Mi-décembre à l’Aéroclub Alpin, comme dans beaucoup de clubs en France, on se demande toujours vers quelle destination se tourner. Les envies proposent, et la météo dispose ! On en vient à refaire toujours un peu les mêmes vols, un petit tour vers Serre-Ponçon, Sisteron, voire vers les Écrins. Vers Grenoble, ça parait bien aléatoire, le sud pas forcément clément non plus, la vallée du Rhône et son Mistral…Enfin, pour être franc, il fait très beau ici… c’est ailleurs que c’est compliqué! A Gap, on a de sacrés problèmes de choix ! Une autre solution, lever le nez…pour visiter le massif le plus proche de Gap !
Un vol en particulier reste toujours mémorable, peu importe la saison. C’est de monter (en avion, vous me direz, on descend rarement en début de vol…😂!) sur le pic de Bure.
Massif du Dévoluy, au Nord-ouest de Gap, une falaise mythique, une montagne que l’on voit depuis la traversée Corse/continent, avec son fameux profil d’humain, vu depuis le Sud.

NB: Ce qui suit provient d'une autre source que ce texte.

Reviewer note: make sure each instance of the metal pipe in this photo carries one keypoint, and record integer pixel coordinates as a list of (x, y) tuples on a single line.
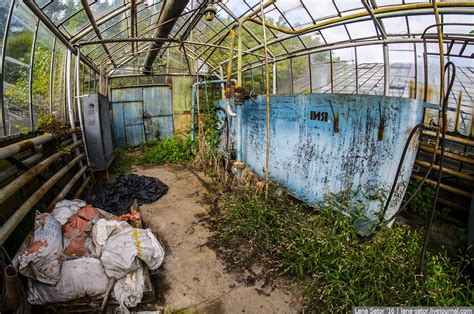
[(267, 100), (239, 42), (26, 177), (79, 107), (170, 13), (392, 11), (229, 75), (11, 300), (101, 21), (50, 25), (90, 16), (15, 148), (7, 228), (445, 187), (455, 173), (82, 187), (4, 47), (450, 138), (30, 77), (67, 188), (14, 169), (448, 154), (193, 101)]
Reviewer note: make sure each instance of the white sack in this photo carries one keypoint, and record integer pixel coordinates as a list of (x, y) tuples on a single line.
[(42, 259), (128, 291), (103, 229), (79, 278), (122, 252), (65, 209)]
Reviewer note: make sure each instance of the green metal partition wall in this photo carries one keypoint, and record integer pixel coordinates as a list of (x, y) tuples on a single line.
[(141, 114)]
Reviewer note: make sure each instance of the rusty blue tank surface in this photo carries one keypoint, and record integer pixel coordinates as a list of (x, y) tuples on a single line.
[(329, 143)]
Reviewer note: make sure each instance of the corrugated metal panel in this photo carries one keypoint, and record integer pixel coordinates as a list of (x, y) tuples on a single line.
[(157, 101), (309, 157), (182, 88)]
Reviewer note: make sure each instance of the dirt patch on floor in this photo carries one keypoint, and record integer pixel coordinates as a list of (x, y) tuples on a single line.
[(193, 278)]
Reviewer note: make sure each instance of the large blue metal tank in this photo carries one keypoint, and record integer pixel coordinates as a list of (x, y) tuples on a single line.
[(312, 155)]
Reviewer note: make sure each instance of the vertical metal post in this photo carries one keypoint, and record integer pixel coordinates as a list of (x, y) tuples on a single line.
[(416, 72), (4, 47), (331, 70), (78, 101), (386, 81), (357, 70), (51, 77), (30, 78), (274, 77)]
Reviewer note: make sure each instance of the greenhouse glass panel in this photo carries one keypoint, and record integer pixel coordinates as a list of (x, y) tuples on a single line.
[(41, 73), (301, 75), (284, 77), (16, 70), (370, 70), (402, 70), (320, 72), (59, 79), (344, 71)]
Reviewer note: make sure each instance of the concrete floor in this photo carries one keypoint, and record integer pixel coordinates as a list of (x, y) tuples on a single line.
[(192, 278)]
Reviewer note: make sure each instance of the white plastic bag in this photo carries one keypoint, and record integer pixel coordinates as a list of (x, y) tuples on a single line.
[(42, 259), (104, 229), (65, 209), (79, 278), (123, 252), (128, 291)]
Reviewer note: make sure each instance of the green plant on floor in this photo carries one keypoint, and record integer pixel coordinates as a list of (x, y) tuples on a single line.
[(124, 159), (322, 251), (422, 203), (49, 123), (208, 128), (172, 150)]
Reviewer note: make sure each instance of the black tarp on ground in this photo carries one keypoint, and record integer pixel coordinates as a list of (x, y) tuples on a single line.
[(118, 197)]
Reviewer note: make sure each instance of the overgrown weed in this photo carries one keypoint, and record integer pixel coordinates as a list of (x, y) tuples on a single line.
[(323, 252)]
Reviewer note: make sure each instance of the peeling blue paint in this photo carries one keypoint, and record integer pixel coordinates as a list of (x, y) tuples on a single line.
[(312, 155)]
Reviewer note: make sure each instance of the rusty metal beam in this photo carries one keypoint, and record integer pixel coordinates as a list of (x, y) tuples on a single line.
[(170, 12), (26, 177), (15, 148), (7, 228)]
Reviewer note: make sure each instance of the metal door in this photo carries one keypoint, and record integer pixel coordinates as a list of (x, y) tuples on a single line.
[(140, 114), (158, 112)]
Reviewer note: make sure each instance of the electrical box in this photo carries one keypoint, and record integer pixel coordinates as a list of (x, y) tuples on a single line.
[(97, 129)]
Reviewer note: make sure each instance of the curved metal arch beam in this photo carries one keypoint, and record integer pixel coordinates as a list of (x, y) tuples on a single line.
[(394, 11), (101, 21)]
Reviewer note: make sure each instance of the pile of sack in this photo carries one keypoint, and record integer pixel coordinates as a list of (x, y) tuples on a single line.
[(77, 249)]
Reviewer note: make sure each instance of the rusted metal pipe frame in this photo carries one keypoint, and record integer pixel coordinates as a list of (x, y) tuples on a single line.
[(450, 138), (14, 169), (67, 187), (413, 9), (449, 154), (455, 173), (7, 228), (15, 148), (79, 107), (170, 13), (4, 46), (445, 187), (28, 175), (56, 32), (30, 77), (267, 100), (91, 18), (82, 187), (101, 21)]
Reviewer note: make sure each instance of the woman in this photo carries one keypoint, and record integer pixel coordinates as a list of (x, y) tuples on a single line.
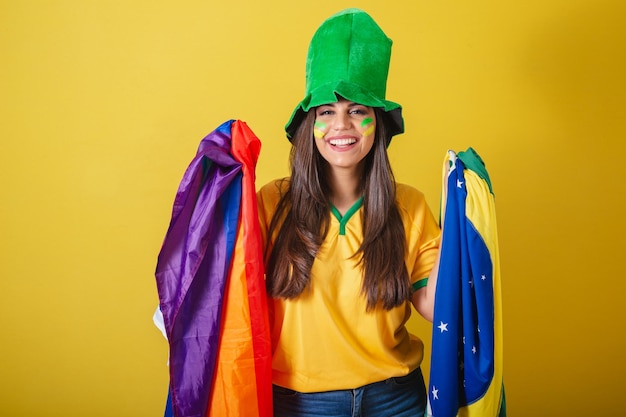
[(347, 249)]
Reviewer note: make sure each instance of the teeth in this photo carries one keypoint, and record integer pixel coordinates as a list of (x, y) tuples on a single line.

Ce pic comporte à son sommet ( 2500m) un plateau où a été installé, dans les années 80, un observatoire astronomique reconnu dans le monde entier. L’Institut de RadioAstronomie Millimétrique ( toujours étonnant de parler de millimètre pour explorer les confins de l’Univers…), l’IRAM donc (basé à Grenoble et intégré au consortium international Évent Horizon Télescope) gère un interféromètre millimétrique composé de 12 paraboles, appelé NOema (NOrthern Extended Millimetric Array) depuis 2014.
Ces paraboles de 15m de diamètre sont synchronisées pour observer un point précis de la voûte céleste. Un ordinateur extrêmement puissant va corréler les signaux des ondes millimétriques (1,3mm soit 230 gigahertz) pour produire des images exceptionnelles. Bure est l’observatoire, avec un autre télescope de 30m, qui a permis de révéler la première image d’un trou noir, en 2019.
L’avion réservé, la météo semble clémente car nous voulons y faire quelques images…mais en lumière visible! 120cv à deux, température polaire, on en peut pas espérer un taux de montée dingue, mais cela nous permet de longer les parois abrupts de ce massif, à la recherche de la moindre pompe, au soleil de ce milieu d’après midi, à l’écoute 130.00, la fréquence montagne.
Deux-trois allers retours en face sud le long de ces éboulis, où s’accrochent les premières neiges, permettent d’aborder en toute sécurité le plateau sommital, tout en évitant les câbles du téléphérique et des remontées mécaniques de la station de Super Dévoluy. L’air est dense, si stable que nous avons l’impression de voler dans du coton.
Les mots n’ont que peu de sens lorsque l’on découvre ce site vu du ciel.
Serge a armé son IPhone 12 et nous tournons autour de NOema, bluffés par la majesté de cet endroit, émus par la lumière irradiant les antennes, admiratifs de l’intelligence déployée par l’espèce humaine à développer de tels instruments, conscients de notre chance de piloter une machine nous permettant la téléportation en quelques minutes depuis notre vallée 6000’ plus bas.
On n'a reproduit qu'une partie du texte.